Vietnamese people are typically smaller in stature and the An Vinh style assumes that the opponent is not Vietnamese, making them possibly taller and stronger. With a height and strength advantage, An Vinh Style utilizes speed to overwhelm their opponents with by combining multiple strikes and combinations in a single attack which can be seen in their empty hand forms.

An Thai Village
An Thai is a neighboring Village to An Vinh located in An Nhon County across a river known as The Con River and is the birthplace of Tay Son Martial Arts as the Tay Son Brothers first Master Truong Van Hien opened his martial arts school in this village around 1765 in order to escape persecution.

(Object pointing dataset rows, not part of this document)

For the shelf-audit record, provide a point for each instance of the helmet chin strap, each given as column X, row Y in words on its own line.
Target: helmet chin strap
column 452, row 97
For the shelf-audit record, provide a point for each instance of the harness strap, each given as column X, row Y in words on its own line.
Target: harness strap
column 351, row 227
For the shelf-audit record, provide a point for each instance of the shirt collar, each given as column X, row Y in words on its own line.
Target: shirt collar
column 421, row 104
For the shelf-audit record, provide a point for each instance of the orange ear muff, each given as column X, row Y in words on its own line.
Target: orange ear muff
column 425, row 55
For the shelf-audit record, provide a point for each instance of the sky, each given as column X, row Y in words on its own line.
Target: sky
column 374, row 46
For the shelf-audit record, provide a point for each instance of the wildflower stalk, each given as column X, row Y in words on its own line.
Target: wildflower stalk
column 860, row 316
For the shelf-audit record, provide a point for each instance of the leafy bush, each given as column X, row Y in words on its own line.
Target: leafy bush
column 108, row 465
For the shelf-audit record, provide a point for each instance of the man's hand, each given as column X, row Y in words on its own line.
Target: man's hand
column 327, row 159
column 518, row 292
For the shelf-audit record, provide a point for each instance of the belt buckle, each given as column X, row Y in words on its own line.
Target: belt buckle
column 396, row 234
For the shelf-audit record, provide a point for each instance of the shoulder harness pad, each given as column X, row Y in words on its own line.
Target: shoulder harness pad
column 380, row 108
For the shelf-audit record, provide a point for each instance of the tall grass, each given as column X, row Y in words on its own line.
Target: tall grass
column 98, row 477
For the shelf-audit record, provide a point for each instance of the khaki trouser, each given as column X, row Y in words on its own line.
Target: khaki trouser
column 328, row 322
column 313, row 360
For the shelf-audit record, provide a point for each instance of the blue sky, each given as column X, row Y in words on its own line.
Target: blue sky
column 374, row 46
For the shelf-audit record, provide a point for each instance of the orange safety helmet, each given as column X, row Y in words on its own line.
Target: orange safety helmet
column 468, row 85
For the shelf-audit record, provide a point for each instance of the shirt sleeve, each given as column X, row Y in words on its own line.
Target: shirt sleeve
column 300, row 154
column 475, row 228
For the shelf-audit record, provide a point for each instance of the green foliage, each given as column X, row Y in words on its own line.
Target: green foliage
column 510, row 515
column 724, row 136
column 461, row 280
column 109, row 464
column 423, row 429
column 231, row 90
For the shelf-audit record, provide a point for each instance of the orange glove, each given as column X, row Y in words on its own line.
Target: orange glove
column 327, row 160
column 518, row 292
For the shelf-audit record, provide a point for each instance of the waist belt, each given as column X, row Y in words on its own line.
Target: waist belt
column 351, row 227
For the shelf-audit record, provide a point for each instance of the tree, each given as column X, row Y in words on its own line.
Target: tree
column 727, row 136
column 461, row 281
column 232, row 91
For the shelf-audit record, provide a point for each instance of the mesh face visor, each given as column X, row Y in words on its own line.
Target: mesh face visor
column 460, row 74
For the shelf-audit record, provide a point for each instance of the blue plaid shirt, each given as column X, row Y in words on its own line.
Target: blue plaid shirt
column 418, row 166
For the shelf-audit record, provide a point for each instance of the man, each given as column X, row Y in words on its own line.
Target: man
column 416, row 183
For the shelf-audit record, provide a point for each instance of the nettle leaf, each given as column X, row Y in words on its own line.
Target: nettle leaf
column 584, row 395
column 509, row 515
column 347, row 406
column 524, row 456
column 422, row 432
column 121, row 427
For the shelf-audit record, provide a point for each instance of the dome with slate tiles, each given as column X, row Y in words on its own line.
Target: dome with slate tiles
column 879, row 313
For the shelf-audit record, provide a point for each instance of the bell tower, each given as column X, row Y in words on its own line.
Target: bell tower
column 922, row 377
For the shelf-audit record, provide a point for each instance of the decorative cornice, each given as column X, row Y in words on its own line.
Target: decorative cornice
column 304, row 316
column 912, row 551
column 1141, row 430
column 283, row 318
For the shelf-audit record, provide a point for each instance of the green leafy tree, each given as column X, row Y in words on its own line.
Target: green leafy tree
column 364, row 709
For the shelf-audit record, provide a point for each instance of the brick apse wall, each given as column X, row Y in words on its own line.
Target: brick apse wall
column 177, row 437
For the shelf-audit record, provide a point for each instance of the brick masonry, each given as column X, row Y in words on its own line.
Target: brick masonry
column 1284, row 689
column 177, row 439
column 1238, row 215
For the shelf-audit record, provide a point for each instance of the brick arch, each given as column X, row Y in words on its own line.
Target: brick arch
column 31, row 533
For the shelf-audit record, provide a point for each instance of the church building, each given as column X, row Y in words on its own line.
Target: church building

Over time the village of An Thai became home to many ethnic Chinese, some from Phu Kien, Tieu Chew, Hai Nan, and Guang dong and those practicing Tay Son Martial Arts  over time moved out of the village. The founder of the An Thai Village Style of võ Bình Định is Diệp Trường Phát. Born in 1896 in An Thai village Binh Dinh province with his ethnic origins being Chinese as his parents are from Ming Xiang, China. At the age of thirteen Diệp Trường Phát was sent to China to study martial arts which he later brought back to the An Thai Village after many years of intensive training. After returning home to An Thai Village from his training Grand Master Diep Truong Phat continued to practice and develop his own style of martial arts. Grand Master Diệp Trường Phát's goal was to develop a style from scratch in order to teach those in the An Thai Village as that village did not have their own martial arts. There are many in Binh Dinh Province who consider An Thai as Vo Tau or Chinese martial arts however Nguyen An Pha a board member of the Federation of Vietnamese Martial arts explained that since this style was developed in Binh Dinh Province it is considered as Vo Binh Dinh Martial Arts and is also Vietnamese Martial Arts and is no longer Chinese Martial Arts. An Thai fighting system focuses on power and strength as every strike utilizes one hit as one kill.

Schools
Famous schools in the Bình Định region include the following: Võ đường Phan Thọ, Võ đường Phi Long Vịnh, Võ Đường Chùa Long Phước,  Bình Thái Đạo  Võ đường Lý Xuân Hỷ  Võ đường Lê Xuân Cảnh  and Võ đường Hồ Gia.